For the arithmetic functions ARRAY_ADD, ARRAY_SUB, ARRAY_MUL, ARRAY_DIV, and ARRAY_MOD, two forms are supported for ARRAY types.
In the first form, both left-hand side (LHS) and right-hand side (RHS) operands are two instances of the same ARRAY type.
The arithmetic operation is performed in a pairwise fashion, one by one for each matching pair of elements in the two arguments. If the optional argument scope_reference is defined, then the operation is performed only over the elements within the scope. All elements outside the boundaries of scope_reference are set to NULL. The result is an ARRAY of the same data type as the input ARRAY arguments, with cardinality (number of populated elements) the same as the first input ARRAY argument.

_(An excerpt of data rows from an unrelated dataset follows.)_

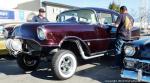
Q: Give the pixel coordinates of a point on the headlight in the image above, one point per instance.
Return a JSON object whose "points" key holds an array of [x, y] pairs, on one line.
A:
{"points": [[129, 50], [6, 33], [14, 44], [41, 32], [130, 63]]}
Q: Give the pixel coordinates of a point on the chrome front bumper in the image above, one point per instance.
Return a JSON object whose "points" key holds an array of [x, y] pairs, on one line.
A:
{"points": [[140, 67], [134, 75]]}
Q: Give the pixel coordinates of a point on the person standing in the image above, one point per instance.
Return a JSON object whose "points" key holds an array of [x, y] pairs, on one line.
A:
{"points": [[40, 17], [124, 24]]}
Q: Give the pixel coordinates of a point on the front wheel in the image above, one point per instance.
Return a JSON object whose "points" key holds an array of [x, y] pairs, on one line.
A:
{"points": [[64, 64], [27, 62]]}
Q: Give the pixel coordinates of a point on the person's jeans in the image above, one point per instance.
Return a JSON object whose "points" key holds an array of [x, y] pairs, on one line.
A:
{"points": [[119, 42]]}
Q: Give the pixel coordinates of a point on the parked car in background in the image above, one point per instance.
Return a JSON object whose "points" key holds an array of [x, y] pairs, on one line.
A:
{"points": [[5, 31], [83, 34], [137, 60]]}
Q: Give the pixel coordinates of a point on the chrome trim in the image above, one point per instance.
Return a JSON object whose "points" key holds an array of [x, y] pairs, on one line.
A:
{"points": [[83, 54], [68, 37], [134, 75], [99, 39], [138, 60]]}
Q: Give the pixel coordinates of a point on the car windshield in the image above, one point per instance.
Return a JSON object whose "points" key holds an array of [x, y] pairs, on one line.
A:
{"points": [[1, 32], [78, 16]]}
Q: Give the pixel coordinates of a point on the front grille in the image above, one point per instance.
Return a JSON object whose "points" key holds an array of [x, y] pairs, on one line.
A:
{"points": [[144, 66]]}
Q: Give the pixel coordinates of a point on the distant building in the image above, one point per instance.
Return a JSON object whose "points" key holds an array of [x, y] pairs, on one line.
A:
{"points": [[26, 9]]}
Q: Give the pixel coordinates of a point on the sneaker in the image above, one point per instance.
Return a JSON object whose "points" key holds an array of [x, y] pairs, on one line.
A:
{"points": [[115, 67]]}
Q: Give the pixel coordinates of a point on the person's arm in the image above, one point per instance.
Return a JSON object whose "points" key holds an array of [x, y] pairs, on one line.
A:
{"points": [[46, 20], [116, 24], [34, 19]]}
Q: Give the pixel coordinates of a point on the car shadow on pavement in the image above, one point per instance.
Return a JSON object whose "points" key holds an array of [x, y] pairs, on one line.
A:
{"points": [[9, 67], [97, 69], [100, 70]]}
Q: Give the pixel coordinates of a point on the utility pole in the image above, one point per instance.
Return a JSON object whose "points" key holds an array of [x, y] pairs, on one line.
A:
{"points": [[143, 12]]}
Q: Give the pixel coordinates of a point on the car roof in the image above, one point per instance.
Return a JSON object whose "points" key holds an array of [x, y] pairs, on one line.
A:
{"points": [[97, 10]]}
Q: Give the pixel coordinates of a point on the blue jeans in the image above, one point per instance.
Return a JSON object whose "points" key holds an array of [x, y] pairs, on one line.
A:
{"points": [[119, 42]]}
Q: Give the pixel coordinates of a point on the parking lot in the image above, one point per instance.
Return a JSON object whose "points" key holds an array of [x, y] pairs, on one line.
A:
{"points": [[93, 71]]}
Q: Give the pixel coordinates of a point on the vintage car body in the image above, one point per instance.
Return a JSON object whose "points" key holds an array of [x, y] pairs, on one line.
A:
{"points": [[5, 30], [83, 33], [137, 60]]}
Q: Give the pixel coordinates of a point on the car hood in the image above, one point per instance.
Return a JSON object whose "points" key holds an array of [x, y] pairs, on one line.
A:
{"points": [[141, 42]]}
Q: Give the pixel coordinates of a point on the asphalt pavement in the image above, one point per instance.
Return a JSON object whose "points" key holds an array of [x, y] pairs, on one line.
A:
{"points": [[91, 71]]}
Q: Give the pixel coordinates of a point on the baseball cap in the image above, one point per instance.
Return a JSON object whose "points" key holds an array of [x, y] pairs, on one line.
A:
{"points": [[41, 10]]}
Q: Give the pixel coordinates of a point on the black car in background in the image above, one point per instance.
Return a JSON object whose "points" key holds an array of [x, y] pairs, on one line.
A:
{"points": [[137, 60]]}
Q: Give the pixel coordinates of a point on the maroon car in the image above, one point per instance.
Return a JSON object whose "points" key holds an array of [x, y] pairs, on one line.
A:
{"points": [[83, 33]]}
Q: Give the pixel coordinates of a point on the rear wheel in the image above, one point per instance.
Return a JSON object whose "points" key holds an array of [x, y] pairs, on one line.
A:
{"points": [[64, 64], [27, 62]]}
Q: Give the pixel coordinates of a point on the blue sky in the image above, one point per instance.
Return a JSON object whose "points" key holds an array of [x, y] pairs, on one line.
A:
{"points": [[132, 5]]}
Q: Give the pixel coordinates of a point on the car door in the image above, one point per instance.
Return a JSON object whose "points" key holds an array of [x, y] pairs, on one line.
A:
{"points": [[106, 32]]}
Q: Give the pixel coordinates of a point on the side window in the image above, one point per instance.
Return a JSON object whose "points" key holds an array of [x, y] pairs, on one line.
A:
{"points": [[105, 18]]}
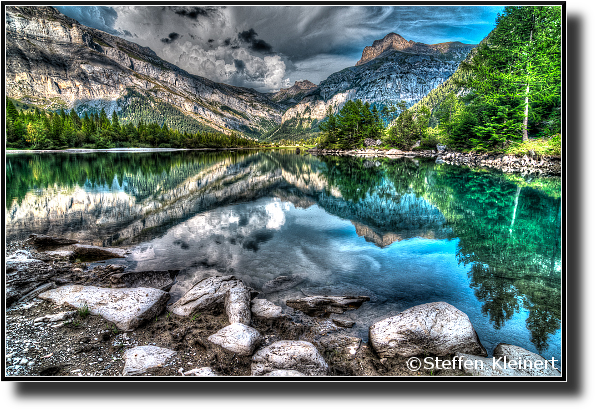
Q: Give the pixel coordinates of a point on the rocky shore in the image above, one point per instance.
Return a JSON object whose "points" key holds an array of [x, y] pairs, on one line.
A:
{"points": [[67, 318], [528, 164]]}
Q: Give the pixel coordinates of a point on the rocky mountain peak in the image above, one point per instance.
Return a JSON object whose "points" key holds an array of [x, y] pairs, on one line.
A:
{"points": [[393, 41]]}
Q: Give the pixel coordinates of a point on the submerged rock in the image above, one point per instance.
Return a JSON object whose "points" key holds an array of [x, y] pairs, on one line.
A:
{"points": [[325, 305], [127, 308], [436, 328], [159, 279], [300, 356], [263, 308], [282, 283]]}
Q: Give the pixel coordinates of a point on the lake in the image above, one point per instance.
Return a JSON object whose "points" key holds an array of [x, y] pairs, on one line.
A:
{"points": [[403, 231]]}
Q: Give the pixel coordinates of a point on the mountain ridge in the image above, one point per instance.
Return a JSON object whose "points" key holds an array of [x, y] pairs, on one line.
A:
{"points": [[393, 41], [54, 61]]}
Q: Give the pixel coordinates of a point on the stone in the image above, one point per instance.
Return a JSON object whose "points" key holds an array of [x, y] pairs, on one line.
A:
{"points": [[282, 283], [140, 359], [210, 293], [263, 308], [299, 355], [436, 328], [94, 253], [127, 308], [325, 305], [205, 371], [56, 317], [159, 279], [44, 241], [280, 372], [238, 304], [238, 338]]}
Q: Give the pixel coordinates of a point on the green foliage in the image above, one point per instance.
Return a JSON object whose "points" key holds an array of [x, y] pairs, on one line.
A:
{"points": [[349, 128], [512, 83], [409, 127], [38, 129]]}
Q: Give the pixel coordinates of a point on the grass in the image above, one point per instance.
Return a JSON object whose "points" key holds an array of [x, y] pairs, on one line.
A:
{"points": [[541, 147], [83, 311]]}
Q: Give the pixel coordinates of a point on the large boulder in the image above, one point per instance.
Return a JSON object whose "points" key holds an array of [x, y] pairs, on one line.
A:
{"points": [[141, 359], [436, 328], [300, 356], [90, 253], [42, 242], [263, 308], [127, 308], [238, 304], [159, 279], [282, 283], [325, 305], [238, 338], [213, 292]]}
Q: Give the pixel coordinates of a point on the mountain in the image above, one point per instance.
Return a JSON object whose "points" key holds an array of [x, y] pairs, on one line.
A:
{"points": [[391, 70], [292, 95], [52, 61], [393, 41]]}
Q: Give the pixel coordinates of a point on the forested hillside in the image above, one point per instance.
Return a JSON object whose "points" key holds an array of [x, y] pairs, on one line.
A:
{"points": [[38, 129]]}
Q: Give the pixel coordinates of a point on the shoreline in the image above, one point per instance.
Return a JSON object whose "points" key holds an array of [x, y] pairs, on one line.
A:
{"points": [[527, 164], [52, 335]]}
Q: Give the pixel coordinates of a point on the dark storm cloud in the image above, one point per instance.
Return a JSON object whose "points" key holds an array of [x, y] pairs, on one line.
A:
{"points": [[250, 36], [193, 12], [171, 37], [239, 64]]}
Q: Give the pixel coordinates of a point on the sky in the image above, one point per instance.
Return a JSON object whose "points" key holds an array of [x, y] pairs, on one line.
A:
{"points": [[271, 47]]}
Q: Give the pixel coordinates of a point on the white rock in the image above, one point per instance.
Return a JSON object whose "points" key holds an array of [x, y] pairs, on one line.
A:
{"points": [[141, 358], [289, 355], [205, 371], [284, 373], [127, 308], [434, 328], [238, 338], [205, 294], [238, 304], [263, 308]]}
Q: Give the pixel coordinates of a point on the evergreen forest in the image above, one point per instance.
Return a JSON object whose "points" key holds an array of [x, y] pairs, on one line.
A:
{"points": [[506, 96]]}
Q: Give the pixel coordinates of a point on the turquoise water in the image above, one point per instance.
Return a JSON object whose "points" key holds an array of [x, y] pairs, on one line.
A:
{"points": [[403, 231]]}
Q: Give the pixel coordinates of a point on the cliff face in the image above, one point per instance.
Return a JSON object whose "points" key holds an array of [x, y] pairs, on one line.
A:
{"points": [[294, 94], [389, 77], [53, 61], [393, 41], [390, 71]]}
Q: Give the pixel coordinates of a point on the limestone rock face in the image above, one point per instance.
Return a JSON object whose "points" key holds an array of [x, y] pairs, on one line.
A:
{"points": [[263, 308], [299, 356], [238, 338], [53, 61], [127, 308], [325, 305], [213, 291], [436, 328]]}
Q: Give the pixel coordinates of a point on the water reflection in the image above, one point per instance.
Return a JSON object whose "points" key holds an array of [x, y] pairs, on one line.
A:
{"points": [[405, 231]]}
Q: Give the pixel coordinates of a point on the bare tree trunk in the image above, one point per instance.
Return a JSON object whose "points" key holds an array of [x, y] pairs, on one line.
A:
{"points": [[525, 120]]}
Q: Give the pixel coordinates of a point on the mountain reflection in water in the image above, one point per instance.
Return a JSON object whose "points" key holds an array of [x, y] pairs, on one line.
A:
{"points": [[404, 231]]}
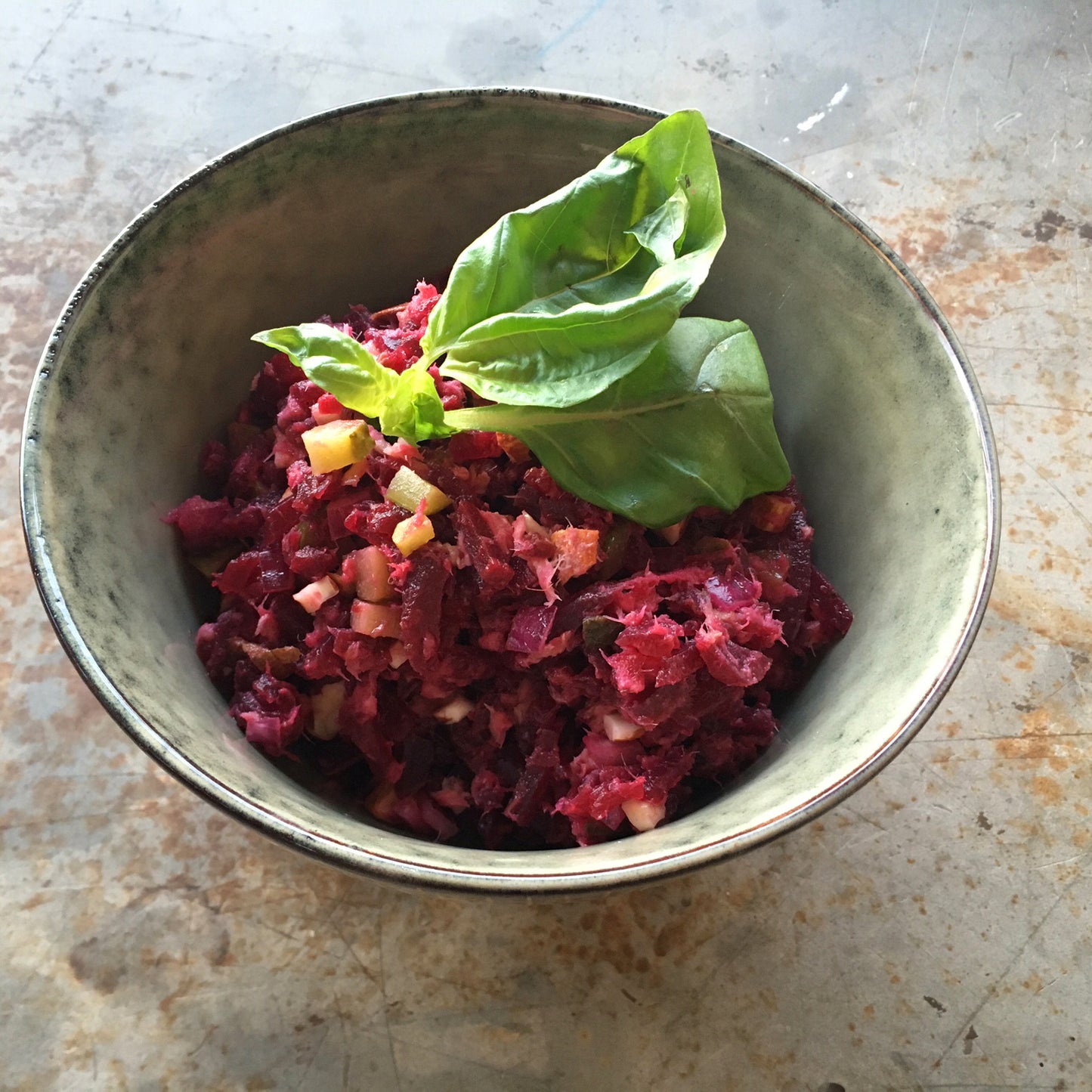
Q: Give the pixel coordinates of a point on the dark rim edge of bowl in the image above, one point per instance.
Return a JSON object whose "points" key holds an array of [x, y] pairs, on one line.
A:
{"points": [[380, 866]]}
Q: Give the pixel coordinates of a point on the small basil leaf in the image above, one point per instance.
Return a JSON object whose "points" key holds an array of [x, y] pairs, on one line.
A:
{"points": [[414, 410], [691, 426], [561, 299], [405, 405], [336, 362]]}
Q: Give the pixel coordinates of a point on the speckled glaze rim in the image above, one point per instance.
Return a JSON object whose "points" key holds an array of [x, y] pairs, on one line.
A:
{"points": [[456, 877]]}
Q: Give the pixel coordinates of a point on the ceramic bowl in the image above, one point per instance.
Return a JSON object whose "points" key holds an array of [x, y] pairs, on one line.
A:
{"points": [[877, 407]]}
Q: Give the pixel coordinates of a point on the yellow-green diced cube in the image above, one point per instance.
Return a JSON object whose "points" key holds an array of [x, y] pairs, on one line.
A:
{"points": [[413, 533], [407, 490], [336, 444]]}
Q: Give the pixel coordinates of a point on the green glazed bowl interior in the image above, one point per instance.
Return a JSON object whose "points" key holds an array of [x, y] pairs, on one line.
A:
{"points": [[877, 409]]}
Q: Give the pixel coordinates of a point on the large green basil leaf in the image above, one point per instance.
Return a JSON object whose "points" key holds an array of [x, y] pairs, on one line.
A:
{"points": [[691, 426], [405, 405], [561, 299]]}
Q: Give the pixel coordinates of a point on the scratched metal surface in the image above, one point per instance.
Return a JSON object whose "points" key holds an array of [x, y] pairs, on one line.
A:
{"points": [[932, 933]]}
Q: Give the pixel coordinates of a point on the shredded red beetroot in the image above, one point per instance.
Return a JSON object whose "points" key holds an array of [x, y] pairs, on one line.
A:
{"points": [[543, 673]]}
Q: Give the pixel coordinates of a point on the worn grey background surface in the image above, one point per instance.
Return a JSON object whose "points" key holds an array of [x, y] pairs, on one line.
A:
{"points": [[932, 933]]}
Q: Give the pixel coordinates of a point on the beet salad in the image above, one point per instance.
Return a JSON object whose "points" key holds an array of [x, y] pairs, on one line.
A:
{"points": [[472, 652]]}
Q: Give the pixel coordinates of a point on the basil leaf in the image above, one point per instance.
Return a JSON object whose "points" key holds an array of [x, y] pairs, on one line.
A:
{"points": [[405, 405], [336, 362], [561, 299], [414, 410], [691, 426]]}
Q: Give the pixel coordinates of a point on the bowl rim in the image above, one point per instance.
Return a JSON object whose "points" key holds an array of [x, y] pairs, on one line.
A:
{"points": [[574, 878]]}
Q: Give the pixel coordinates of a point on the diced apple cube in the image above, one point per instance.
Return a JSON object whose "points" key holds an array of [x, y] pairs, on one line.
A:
{"points": [[326, 706], [372, 576], [577, 549], [772, 513], [413, 533], [314, 594], [336, 444], [376, 620], [409, 490], [456, 710], [643, 815], [618, 729]]}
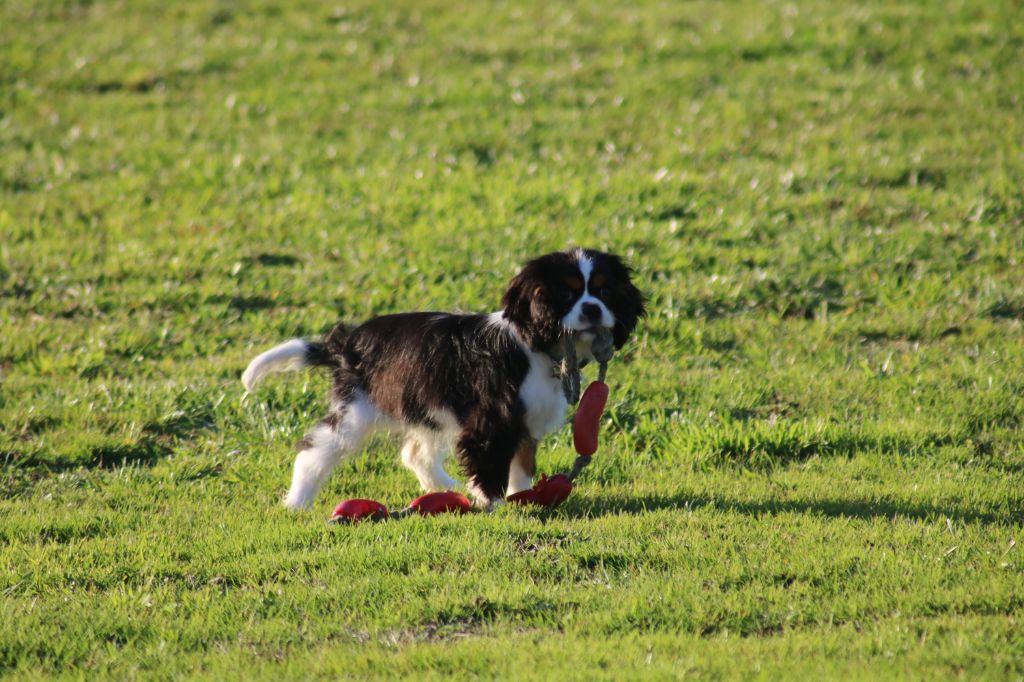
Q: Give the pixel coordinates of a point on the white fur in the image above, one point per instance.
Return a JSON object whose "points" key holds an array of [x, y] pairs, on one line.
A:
{"points": [[574, 318], [425, 451], [518, 478], [541, 392], [289, 355], [327, 446]]}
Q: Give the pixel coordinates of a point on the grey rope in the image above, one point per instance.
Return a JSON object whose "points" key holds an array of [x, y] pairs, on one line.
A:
{"points": [[567, 369]]}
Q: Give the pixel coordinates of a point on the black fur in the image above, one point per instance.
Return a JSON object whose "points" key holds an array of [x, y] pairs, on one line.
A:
{"points": [[410, 365]]}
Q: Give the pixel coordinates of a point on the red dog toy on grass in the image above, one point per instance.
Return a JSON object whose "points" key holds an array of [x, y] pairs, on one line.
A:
{"points": [[547, 492]]}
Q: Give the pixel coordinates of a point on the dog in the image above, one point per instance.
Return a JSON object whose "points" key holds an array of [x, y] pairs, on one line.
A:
{"points": [[483, 386]]}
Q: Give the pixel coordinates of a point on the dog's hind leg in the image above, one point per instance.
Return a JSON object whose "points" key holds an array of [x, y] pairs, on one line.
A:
{"points": [[424, 455], [340, 434]]}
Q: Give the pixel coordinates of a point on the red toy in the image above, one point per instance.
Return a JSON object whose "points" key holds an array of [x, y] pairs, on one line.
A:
{"points": [[588, 418], [351, 511], [437, 503]]}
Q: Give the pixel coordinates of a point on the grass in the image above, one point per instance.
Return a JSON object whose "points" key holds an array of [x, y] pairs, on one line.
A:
{"points": [[811, 465]]}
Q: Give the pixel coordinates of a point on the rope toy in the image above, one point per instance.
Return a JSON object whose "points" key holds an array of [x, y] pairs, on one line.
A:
{"points": [[548, 492]]}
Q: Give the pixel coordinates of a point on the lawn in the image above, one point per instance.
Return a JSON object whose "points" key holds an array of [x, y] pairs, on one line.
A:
{"points": [[812, 464]]}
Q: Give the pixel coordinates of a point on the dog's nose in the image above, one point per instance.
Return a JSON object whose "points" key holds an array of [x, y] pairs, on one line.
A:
{"points": [[591, 312]]}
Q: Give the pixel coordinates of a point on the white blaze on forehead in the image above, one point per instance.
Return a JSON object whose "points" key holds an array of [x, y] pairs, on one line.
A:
{"points": [[586, 266], [574, 317]]}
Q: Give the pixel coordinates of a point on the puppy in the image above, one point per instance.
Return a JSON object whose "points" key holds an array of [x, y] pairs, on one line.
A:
{"points": [[483, 386]]}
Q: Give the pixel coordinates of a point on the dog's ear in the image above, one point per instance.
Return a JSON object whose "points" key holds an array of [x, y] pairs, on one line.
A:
{"points": [[527, 304], [630, 306]]}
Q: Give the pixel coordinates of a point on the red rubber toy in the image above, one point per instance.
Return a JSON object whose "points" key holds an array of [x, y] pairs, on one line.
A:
{"points": [[438, 503], [588, 418], [547, 493], [351, 511]]}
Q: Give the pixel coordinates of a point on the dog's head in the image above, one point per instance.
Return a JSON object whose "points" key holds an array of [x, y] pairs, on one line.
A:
{"points": [[577, 290]]}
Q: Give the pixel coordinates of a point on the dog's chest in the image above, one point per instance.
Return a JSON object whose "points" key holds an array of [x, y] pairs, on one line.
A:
{"points": [[543, 396]]}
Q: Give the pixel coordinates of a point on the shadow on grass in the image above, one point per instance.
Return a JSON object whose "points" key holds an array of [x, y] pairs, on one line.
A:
{"points": [[835, 508]]}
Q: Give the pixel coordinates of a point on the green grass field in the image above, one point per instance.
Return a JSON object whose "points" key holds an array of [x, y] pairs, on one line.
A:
{"points": [[812, 464]]}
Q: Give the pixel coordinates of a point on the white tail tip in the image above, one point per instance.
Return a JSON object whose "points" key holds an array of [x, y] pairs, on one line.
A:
{"points": [[284, 357]]}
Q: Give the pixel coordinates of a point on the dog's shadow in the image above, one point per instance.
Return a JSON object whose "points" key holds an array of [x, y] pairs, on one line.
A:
{"points": [[613, 505]]}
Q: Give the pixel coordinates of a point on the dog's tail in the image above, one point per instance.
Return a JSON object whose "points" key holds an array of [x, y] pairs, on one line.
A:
{"points": [[290, 355]]}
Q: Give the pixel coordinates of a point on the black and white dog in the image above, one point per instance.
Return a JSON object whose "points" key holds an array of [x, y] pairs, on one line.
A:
{"points": [[482, 385]]}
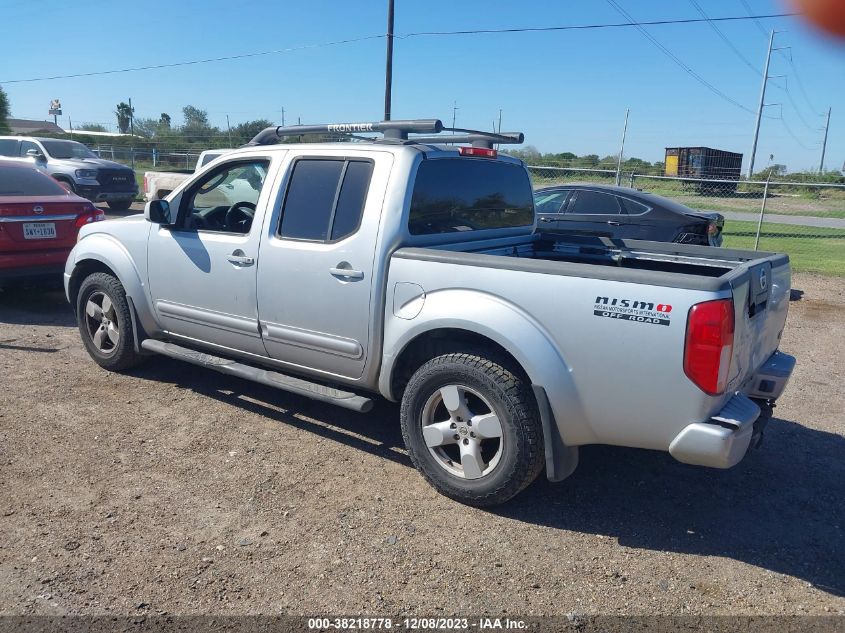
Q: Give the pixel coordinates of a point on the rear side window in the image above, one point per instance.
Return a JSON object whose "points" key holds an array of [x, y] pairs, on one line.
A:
{"points": [[28, 182], [595, 203], [8, 147], [633, 208], [469, 194], [325, 199]]}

In the second form, one of either LHS or RHS is an ARRAY value with a numeric argument type, and RHS is a numeric value that can be assigned to the element type of LHS. The arithmetic operation is performed by applying the RHS value with the arithmetic operation to each element of the ARRAY argument on the LHS. The result is an ARRAY of the same type as the input ARRAY argument, with cardinality (number of populated elements) the same as the input ARRAY argument. If the optional argument scope_reference is defined, then the operation is performed only over the elements within the scope. All elements outside the boundaries of scope_reference are set to NULL.
For both forms of the arithmetic functions, if a NULL element is encountered in an ARRAY argument, the resulting ARRAY will contain a NULL element in that position. Arithmetic operations involving arrays are not affected by the optional DEFAULT NULL clause in the CREATE TYPE statement. However, the probability of getting an error is increased when comparing arrays that have been created without the DEFAULT NULL clause.
If an ARRAY argument contains any elements that are in an uninitialized state, an error is returned. Use a scope reference to avoid referencing a range of the ARRAY that contains uninitialized elements, or set any uninitialized elements to NULL. You can do this with the OEXTEND method. See OEXTEND.